Emmanuel Macron prend un selfie avec le premier ministre belge, Charles Michel, devant la tour Eiffel à l’occasion du One Planet Summit, à Paris, le 12 décembre. | POOL / REUTERS

Mathilde Lemoine, chef économiste au groupe Edmond de Rotschild, Gilles Finchelstein, directeur général de la Fondation Jean-Jaurès, et Brice Teinturier, directeur général d’Ipsos, étaient invités du Club de l’économie du Monde, mardi 12 décembre.

Qu’est-ce que le macronisme ?

Gilles Finchelstein « Une chose est sûre, il ne se situe pas dans les cases classiques, puisque lui-même a récusé la division droite-gauche comme clivage structurant de la vie politique française. Est-il pour autant libéral ? C’est une définition imparfaite, car c’est un libéral qui, sur le plan politique, aime davantage le pouvoir que les contre-pouvoirs et, sur le plan économique, ne rechigne pas à l’intervention de l’Etat. Est-ce un progressiste ? Lui-même revendique le terme, et l’on voit bien l’utilité politique de ce mot dans le rassemblement qu’il a réussi à opérer. Mais, à l’épreuve du pouvoir, je ne suis pas sûr que ce soit éclairant. Est-il simplement un pragmatique ? Pour partie, là encore, mais le souci manifeste de l’efficacité ne résume pas sa démarche, qui repose également sur un corpus d’idées. A ce stade, il me paraît donc prématuré de définir le macronisme. La vérité de ce quinquennat n’est pas encore apparue. »

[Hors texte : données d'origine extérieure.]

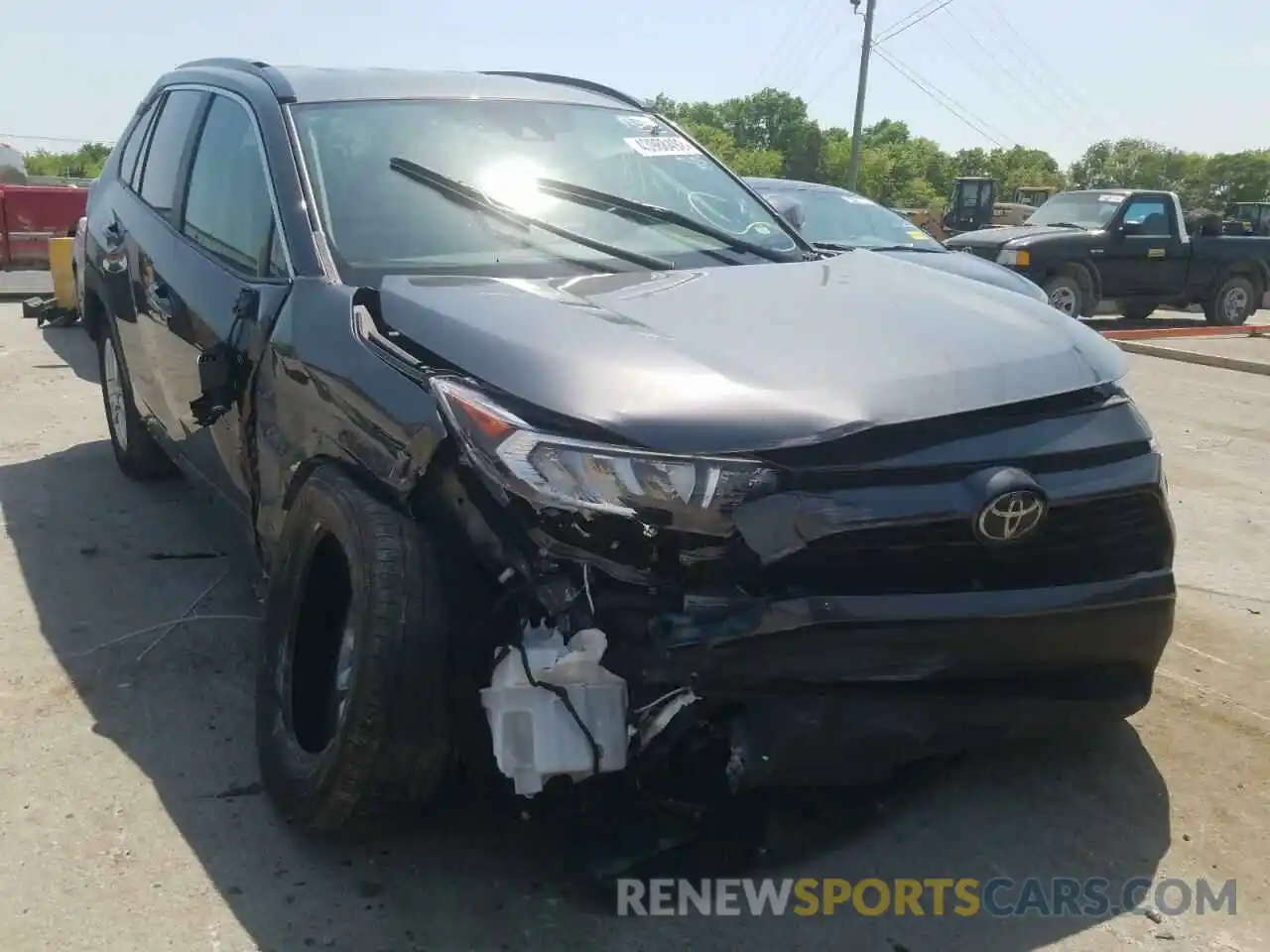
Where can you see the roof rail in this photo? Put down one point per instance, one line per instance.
(572, 81)
(277, 81)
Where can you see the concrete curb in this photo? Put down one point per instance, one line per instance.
(1227, 363)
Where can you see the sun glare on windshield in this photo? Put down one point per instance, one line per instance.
(513, 181)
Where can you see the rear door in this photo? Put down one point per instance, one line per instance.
(234, 276)
(1148, 257)
(136, 241)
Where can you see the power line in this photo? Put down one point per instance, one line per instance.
(833, 70)
(792, 32)
(1015, 86)
(912, 21)
(952, 105)
(1038, 60)
(828, 40)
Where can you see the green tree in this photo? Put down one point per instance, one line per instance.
(84, 163)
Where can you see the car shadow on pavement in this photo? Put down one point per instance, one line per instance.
(75, 348)
(103, 557)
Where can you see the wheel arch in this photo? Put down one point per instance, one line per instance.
(1251, 268)
(1084, 273)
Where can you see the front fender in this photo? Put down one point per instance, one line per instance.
(322, 395)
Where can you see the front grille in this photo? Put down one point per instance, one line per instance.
(1095, 539)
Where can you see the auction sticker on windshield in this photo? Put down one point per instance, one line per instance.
(644, 123)
(662, 145)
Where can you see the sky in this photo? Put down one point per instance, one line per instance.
(1048, 73)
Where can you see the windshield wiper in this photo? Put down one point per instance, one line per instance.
(921, 249)
(865, 246)
(472, 197)
(631, 208)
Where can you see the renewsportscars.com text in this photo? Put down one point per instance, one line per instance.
(997, 897)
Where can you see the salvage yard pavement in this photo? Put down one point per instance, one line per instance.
(131, 814)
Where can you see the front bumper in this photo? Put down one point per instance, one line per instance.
(843, 690)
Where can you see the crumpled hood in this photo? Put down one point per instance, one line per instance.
(748, 357)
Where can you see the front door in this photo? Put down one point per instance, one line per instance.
(1144, 255)
(232, 278)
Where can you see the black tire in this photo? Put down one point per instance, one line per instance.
(349, 562)
(1137, 309)
(136, 451)
(1066, 295)
(1233, 302)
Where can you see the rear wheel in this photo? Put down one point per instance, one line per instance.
(137, 453)
(1233, 302)
(1066, 295)
(350, 692)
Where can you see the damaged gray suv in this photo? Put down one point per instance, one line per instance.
(562, 453)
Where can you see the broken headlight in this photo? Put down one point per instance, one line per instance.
(572, 474)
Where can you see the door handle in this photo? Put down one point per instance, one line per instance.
(113, 235)
(114, 261)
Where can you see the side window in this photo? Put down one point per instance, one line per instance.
(167, 148)
(227, 211)
(132, 149)
(1151, 216)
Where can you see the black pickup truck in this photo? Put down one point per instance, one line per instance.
(1133, 248)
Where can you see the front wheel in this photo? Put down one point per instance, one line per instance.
(1232, 303)
(350, 692)
(1066, 295)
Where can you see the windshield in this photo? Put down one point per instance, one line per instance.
(839, 217)
(1088, 209)
(379, 221)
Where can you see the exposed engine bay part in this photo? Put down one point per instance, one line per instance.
(554, 710)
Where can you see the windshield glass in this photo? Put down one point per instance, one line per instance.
(1089, 209)
(379, 221)
(841, 217)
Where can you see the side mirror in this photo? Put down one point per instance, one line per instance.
(790, 209)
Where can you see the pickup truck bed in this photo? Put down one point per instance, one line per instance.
(1130, 248)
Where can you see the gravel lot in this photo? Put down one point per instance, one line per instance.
(131, 817)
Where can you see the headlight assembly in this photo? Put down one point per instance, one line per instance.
(563, 472)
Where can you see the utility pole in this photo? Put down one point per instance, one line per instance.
(853, 173)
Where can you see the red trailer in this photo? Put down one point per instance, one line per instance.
(31, 214)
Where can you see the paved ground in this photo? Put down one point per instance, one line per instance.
(131, 819)
(1242, 348)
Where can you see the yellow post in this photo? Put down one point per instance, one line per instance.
(60, 261)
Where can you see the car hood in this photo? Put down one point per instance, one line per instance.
(996, 238)
(974, 268)
(751, 357)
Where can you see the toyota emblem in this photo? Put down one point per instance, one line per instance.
(1010, 517)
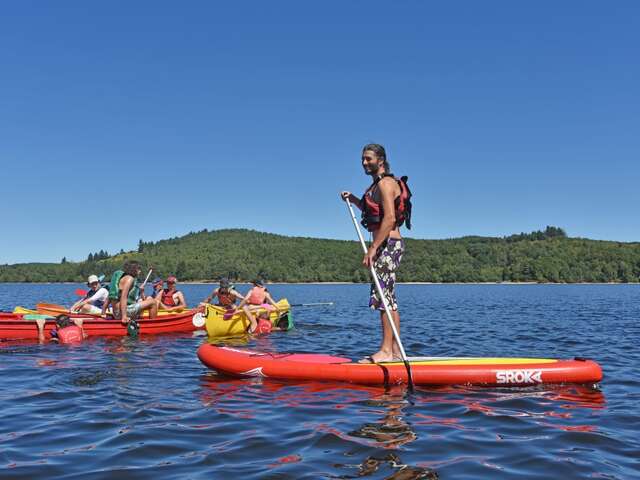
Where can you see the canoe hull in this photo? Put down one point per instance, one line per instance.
(14, 326)
(432, 371)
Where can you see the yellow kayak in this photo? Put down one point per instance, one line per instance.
(221, 322)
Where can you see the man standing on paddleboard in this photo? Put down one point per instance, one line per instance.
(385, 206)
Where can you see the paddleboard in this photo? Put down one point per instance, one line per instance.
(426, 370)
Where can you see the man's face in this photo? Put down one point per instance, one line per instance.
(370, 162)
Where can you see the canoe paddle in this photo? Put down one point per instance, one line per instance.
(383, 298)
(146, 279)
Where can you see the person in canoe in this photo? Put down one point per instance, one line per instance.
(94, 300)
(257, 297)
(123, 295)
(171, 299)
(385, 205)
(226, 294)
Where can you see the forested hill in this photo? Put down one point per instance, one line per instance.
(542, 256)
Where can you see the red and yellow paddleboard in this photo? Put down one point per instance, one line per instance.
(425, 370)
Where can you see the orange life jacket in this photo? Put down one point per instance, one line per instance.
(372, 212)
(71, 334)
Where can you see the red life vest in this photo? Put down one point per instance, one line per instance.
(167, 297)
(372, 212)
(71, 334)
(226, 299)
(258, 295)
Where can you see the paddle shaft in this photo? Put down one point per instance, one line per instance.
(387, 310)
(146, 278)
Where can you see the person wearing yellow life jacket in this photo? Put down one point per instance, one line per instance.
(226, 295)
(385, 205)
(171, 299)
(254, 299)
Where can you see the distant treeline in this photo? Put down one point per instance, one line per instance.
(241, 255)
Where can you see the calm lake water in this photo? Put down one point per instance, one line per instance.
(147, 408)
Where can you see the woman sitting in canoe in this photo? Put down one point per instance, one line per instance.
(226, 294)
(123, 295)
(171, 299)
(94, 300)
(257, 297)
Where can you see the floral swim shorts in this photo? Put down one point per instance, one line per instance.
(388, 261)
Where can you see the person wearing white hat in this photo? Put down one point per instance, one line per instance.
(94, 299)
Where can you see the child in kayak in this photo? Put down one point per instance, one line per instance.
(94, 300)
(227, 295)
(256, 298)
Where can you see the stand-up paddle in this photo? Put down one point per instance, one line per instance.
(146, 279)
(387, 310)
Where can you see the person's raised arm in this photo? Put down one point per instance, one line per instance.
(270, 299)
(352, 198)
(211, 297)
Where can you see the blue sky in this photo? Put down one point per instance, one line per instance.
(122, 121)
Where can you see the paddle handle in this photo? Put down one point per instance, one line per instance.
(146, 278)
(381, 293)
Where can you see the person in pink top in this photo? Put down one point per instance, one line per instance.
(256, 298)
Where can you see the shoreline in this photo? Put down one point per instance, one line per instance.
(212, 282)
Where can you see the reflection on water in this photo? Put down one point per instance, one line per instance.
(147, 408)
(391, 431)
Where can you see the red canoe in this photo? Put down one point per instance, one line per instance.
(14, 326)
(425, 370)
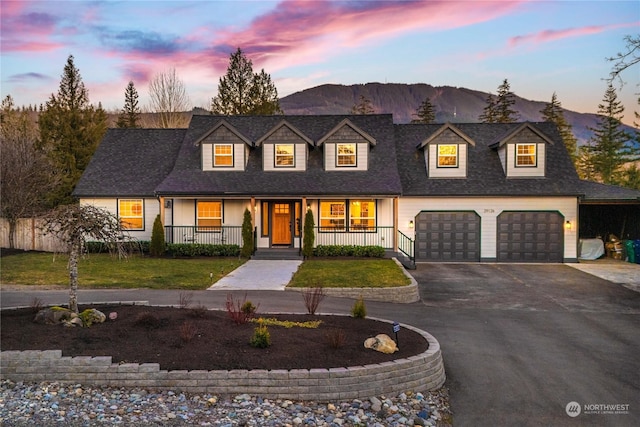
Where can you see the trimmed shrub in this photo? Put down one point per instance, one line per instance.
(349, 251)
(157, 246)
(309, 235)
(247, 235)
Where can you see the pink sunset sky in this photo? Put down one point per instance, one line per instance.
(541, 47)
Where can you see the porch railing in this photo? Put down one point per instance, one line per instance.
(373, 236)
(224, 235)
(406, 245)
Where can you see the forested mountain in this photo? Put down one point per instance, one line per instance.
(451, 104)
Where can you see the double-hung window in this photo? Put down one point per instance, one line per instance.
(447, 155)
(361, 215)
(222, 155)
(131, 213)
(284, 155)
(209, 216)
(345, 155)
(525, 155)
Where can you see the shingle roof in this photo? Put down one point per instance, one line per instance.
(130, 162)
(485, 175)
(381, 178)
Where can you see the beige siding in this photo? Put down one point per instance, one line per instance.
(239, 151)
(433, 171)
(488, 209)
(525, 172)
(362, 158)
(300, 156)
(151, 210)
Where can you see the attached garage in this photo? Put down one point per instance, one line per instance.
(530, 236)
(447, 236)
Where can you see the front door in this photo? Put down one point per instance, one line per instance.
(281, 224)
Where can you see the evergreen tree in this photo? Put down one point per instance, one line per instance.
(610, 146)
(70, 131)
(489, 112)
(363, 106)
(241, 91)
(504, 113)
(26, 175)
(130, 114)
(425, 113)
(552, 112)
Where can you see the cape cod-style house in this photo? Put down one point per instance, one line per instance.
(452, 192)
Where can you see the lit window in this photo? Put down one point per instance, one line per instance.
(131, 214)
(332, 215)
(525, 154)
(447, 155)
(209, 216)
(284, 155)
(362, 215)
(222, 155)
(346, 155)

Les incertitudes de l’opinion

Brice Teinturier « Beaucoup imaginaient une rentrée sociale difficile. Il n’en a rien été, parce qu’Emmanuel Macron a su actionner trois leviers. D’abord, le mouvement. En engageant des réformes tous azimuts, il donne le sentiment aux Français, qu’ils aient voté pour lui ou non, qu’il est en train de débloquer le pays. C’est essentiel, parce que ce sentiment, décourageant, d’un pays bloqué dominait depuis vingt ans. Deuxième levier, non moins puissant : il est en adéquation avec ses engagements de campagne. Cela n’a l’air de rien, mais l’infidélité plus ou moins nette à leurs promesses de campagne avait très vite plombé ses deux prédécesseurs. Troisième levier, enfin, la faiblesse des oppositions. C’est en jouant sur ces trois leviers qu’il a réussi, après un sérieux trou d’air cet été, à remonter la pente et à regagner près de 10 points d’opinions favorables entre septembre et aujourd’hui.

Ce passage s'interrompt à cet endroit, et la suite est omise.